Do you want to nail the bouquet? shouted Marius à Brine.
She waited for me to answer. I could feel her gaze through her half-shut eyes. The force of my reply surprised me.
From the corner of each of her puckered, squeezed eyes a tear came like juice. She crossed her arms to grasp her flat chest with her stiff hands. Her mouth stretched in a smile. Her tears ran down the deep lines to the corners of her mouth and she licked her upper lip.
Go, she said to me.
Marius handed me the hammer and the nails and I walked over to the foot of the first ladder. There was Georges, who hanged himself because he knew he was to become a pauper and would be sent in the winter to the old people’s hostel where half the inmates were incoherent. The money to build this hostel had been donated by a rich engineer from the region who had built many bridges for roads and railways far away. Georges planned his suicide as carefully as the engineer planned his bridges, he fixed a hooked wire to a tall wooden pole, ran the wire down it and with the help of this pole touched a high-tension wire, near the centre of the village, in a place where he would disturb no one. At the instant he died, all the lights in the village went out. Now Georges handed me the spruce to which he had attached the yellow and white paper flowers shaped like roses. With this bouquet across my shoulder, like a sweep’s brush, I climbed the ladder, which Georges held for me.
At the top a man I did not know was sitting on a cross beam. He put out his hand to steady me as I stepped off the ladder. I shook my head. It was a long time since I’d been on a roof and I needed no help. Like all of us I was born to it. Why were so many of us obliged to go to Paris as chimney sweeps? We lived on a roof; almost the first steps we take are on slopes as steep as our roofs. As long as I can climb up a ladder and lift one foot above the next, I need no help.

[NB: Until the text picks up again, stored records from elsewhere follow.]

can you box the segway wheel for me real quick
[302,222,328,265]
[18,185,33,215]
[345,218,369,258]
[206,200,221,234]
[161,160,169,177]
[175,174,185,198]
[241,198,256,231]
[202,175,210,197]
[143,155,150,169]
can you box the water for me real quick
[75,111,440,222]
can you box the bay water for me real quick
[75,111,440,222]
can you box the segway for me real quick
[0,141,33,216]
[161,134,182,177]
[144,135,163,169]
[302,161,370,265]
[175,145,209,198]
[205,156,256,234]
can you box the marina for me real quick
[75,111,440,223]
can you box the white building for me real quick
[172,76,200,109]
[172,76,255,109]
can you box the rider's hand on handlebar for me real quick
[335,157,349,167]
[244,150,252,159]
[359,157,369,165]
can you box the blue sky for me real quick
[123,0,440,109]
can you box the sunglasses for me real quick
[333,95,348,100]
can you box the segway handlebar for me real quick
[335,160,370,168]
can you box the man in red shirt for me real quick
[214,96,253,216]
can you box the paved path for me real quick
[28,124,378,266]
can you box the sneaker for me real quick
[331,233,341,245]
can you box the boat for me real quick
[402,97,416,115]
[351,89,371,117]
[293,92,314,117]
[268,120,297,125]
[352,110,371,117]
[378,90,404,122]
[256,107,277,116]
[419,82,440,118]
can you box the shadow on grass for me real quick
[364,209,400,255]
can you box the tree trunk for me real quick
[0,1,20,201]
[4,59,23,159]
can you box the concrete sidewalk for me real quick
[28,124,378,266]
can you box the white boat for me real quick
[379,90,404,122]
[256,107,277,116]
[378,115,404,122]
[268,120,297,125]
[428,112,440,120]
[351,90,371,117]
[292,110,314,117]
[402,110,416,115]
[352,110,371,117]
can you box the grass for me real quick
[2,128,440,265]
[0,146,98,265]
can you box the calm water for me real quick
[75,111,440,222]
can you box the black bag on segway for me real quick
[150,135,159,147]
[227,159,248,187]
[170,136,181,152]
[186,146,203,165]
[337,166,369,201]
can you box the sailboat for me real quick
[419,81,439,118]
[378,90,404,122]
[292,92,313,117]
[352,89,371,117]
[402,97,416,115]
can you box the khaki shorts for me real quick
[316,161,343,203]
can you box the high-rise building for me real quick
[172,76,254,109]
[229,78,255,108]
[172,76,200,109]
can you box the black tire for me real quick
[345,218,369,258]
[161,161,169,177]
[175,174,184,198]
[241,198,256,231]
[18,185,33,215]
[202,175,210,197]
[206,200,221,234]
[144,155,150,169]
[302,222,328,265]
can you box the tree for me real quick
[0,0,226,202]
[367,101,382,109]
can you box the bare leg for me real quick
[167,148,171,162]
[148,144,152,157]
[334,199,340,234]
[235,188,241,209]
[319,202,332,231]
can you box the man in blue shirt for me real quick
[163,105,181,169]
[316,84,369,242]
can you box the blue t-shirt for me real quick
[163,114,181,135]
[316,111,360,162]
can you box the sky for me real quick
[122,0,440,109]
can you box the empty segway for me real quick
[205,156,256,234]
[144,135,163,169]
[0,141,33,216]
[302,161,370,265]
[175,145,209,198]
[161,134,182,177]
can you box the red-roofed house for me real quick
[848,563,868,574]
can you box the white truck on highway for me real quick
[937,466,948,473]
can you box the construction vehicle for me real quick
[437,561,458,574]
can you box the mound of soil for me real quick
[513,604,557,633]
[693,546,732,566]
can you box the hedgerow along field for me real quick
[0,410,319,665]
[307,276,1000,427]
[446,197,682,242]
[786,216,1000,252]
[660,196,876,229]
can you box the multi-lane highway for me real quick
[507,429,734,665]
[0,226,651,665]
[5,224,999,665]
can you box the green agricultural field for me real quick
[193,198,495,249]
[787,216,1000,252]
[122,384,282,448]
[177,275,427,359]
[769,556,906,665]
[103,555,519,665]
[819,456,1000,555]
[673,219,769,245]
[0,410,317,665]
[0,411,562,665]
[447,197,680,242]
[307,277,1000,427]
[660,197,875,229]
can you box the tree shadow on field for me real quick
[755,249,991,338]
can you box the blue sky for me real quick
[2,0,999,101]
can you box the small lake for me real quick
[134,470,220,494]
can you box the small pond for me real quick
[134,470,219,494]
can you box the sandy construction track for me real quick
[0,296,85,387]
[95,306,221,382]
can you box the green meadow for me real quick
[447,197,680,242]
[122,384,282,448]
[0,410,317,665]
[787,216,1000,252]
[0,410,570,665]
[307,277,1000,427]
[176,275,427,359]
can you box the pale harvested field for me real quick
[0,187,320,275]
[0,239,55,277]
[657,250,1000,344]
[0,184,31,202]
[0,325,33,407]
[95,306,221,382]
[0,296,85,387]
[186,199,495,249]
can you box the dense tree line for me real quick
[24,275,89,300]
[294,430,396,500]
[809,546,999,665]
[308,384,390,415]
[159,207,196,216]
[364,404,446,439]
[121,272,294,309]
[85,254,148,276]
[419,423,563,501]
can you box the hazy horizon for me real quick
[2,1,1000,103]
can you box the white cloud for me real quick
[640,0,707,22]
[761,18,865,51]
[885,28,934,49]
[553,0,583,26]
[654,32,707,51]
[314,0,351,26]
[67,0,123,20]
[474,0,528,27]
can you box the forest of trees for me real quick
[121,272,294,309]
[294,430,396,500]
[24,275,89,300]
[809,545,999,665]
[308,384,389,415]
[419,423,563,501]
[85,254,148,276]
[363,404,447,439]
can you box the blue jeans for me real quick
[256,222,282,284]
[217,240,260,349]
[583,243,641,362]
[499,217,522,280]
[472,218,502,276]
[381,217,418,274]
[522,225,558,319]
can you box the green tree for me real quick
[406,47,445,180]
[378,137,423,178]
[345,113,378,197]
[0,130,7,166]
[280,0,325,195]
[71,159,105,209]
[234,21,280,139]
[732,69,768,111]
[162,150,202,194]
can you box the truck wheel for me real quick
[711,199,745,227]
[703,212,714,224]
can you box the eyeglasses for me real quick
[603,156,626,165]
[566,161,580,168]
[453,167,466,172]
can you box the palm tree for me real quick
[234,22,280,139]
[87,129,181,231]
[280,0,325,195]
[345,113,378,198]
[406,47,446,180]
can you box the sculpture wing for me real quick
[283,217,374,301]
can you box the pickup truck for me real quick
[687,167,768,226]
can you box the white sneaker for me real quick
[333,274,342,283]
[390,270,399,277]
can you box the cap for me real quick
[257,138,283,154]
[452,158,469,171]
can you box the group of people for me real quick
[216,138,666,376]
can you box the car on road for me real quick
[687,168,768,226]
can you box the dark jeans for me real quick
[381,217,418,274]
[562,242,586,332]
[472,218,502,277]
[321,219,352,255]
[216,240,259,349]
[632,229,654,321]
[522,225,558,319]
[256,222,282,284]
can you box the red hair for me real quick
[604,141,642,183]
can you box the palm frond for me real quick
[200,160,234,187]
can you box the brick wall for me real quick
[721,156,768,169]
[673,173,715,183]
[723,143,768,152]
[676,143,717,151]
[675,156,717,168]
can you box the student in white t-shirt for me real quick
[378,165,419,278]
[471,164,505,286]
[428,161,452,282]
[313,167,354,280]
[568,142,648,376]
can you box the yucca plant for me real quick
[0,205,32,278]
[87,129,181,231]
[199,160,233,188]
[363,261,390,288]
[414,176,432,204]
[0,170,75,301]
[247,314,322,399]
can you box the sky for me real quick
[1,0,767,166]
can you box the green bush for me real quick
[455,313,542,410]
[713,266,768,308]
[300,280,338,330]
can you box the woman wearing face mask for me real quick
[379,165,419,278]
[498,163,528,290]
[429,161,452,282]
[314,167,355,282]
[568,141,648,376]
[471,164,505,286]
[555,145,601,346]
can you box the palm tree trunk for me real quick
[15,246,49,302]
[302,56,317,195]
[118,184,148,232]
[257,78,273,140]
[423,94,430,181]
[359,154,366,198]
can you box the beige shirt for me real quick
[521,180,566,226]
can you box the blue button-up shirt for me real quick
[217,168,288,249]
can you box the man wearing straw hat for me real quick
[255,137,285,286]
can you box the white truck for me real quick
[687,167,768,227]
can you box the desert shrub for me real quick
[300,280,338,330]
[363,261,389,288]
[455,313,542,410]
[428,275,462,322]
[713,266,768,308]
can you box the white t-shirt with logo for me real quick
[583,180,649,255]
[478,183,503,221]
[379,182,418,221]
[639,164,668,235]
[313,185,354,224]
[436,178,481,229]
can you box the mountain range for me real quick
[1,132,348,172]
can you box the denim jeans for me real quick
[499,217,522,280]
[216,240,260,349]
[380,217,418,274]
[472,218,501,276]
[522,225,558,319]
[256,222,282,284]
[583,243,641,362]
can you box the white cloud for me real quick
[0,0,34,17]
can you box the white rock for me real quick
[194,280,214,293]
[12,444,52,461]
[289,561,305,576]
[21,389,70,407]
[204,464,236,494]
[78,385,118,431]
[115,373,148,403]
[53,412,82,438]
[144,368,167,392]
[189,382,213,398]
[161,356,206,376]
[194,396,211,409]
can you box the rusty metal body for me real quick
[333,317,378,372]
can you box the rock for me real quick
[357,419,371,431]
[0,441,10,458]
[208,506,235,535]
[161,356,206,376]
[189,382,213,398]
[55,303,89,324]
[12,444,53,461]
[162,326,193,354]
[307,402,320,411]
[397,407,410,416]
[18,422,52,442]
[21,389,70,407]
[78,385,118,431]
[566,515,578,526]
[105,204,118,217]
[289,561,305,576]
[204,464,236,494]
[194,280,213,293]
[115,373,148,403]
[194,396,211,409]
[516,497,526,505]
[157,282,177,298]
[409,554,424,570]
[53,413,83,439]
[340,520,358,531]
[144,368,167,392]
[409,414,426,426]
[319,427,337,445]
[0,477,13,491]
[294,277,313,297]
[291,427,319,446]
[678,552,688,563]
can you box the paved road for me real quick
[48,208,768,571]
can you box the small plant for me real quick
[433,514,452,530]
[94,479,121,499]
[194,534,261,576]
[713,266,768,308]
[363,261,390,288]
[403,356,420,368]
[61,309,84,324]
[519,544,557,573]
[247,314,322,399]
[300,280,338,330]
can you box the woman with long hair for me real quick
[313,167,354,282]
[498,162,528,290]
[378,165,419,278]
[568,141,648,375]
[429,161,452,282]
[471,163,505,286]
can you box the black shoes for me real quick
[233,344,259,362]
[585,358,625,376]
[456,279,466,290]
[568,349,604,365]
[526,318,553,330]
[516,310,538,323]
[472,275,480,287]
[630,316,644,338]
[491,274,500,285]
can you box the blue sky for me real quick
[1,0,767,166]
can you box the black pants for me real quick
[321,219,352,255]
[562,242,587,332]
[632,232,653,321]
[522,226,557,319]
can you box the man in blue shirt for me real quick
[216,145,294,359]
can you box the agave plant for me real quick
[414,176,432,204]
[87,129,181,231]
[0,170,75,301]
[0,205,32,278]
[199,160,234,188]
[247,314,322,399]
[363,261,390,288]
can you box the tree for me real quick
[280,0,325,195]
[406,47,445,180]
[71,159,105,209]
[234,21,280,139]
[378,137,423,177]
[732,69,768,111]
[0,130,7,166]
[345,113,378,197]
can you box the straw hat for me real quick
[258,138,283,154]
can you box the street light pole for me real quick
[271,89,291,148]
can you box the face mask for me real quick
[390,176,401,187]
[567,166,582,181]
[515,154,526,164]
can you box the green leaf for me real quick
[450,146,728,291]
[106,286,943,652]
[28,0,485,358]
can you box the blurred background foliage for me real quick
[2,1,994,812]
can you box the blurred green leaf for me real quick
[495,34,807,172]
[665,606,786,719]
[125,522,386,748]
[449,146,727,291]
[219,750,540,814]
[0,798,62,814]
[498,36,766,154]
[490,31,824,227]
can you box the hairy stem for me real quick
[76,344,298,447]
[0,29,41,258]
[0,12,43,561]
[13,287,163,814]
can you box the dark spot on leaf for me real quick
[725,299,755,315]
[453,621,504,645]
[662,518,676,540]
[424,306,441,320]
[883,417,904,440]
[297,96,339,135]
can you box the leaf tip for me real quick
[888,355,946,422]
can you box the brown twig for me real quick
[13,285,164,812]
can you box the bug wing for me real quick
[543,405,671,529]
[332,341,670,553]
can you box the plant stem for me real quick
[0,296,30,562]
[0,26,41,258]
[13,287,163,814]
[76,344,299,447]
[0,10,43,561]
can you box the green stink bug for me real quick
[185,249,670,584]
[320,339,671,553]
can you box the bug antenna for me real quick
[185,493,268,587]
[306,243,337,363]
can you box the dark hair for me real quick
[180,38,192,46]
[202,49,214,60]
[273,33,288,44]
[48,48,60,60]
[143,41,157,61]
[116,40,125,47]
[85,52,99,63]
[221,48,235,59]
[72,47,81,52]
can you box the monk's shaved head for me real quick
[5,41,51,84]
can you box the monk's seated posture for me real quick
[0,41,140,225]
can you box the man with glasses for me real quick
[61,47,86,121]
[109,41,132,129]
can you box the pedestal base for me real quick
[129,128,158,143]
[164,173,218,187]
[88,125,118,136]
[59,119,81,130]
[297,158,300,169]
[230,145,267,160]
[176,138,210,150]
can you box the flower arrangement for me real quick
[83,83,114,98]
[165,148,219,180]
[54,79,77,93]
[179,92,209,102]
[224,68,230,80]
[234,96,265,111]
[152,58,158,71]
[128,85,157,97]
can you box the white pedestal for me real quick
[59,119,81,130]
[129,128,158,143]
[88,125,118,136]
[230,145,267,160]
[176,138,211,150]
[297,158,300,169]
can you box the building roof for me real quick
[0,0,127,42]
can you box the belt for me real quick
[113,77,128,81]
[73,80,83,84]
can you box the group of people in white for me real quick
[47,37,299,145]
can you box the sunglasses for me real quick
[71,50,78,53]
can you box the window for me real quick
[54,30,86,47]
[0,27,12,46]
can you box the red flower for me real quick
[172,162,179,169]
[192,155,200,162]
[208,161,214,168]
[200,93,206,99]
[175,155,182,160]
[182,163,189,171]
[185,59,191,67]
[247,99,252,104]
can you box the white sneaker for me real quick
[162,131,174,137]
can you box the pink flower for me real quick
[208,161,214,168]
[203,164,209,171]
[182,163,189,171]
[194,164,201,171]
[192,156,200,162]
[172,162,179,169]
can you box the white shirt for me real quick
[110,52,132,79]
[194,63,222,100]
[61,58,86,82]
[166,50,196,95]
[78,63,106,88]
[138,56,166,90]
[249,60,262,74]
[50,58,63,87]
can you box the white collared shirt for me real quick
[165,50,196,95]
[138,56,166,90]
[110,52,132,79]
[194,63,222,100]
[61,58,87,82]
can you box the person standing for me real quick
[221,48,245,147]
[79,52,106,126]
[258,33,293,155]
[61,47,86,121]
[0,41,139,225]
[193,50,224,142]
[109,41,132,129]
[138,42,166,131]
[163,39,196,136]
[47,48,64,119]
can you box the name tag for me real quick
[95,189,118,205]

Who are you? I asked, you’re not from here.
Lucie knew me as Saint-Just, he replied.
You were in the Maquis!
We were ordered to dig our graves and we were shot.
I will tell you something, I said. There were Nazis who escaped after the Liberation and came to the Argentine, they changed their names and they lived off the fat of the pampas.
They only escaped for a moment.
You can’t be so sure, can you?
Justice will be done.
When?
When the living know what the dead suffered.
He said this without a trace of bitterness in his voice, as if he had more than all the patience in the world.
I climbed a second ladder with the tree across my shoulder, and sat astride the roof. There was a slight breeze; I felt it on my forearms. I could see the trees in the forest. In the east the snow on the mountains was turning a very diluted rose, no redder than the water of a stream when an animal has been killed. I looked down through the open roof into the upturned faces of the dead who had assembled to watch what I was going to do.
It was then that I noticed the band. They were standing at the end of the chalet, by the first frame. They were like the band I had joined as a drummer when I was fourteen. The band that played the soldiers out of the village. The sun was by now too low in the sky for the brass and silver instruments to dazzle. Their metals shone only dully like water in a mountain lake.
I began to make my way — not without some difficulty — along the ridge of the roof. When I reached the end, I looked down on the upturned faces; they were grinning like skulls. I lifted the tree off my shoulder and held it upright. What I had to do now was to nail it to the king-post. Suddenly from behind two thin arms clasped me round the ribs.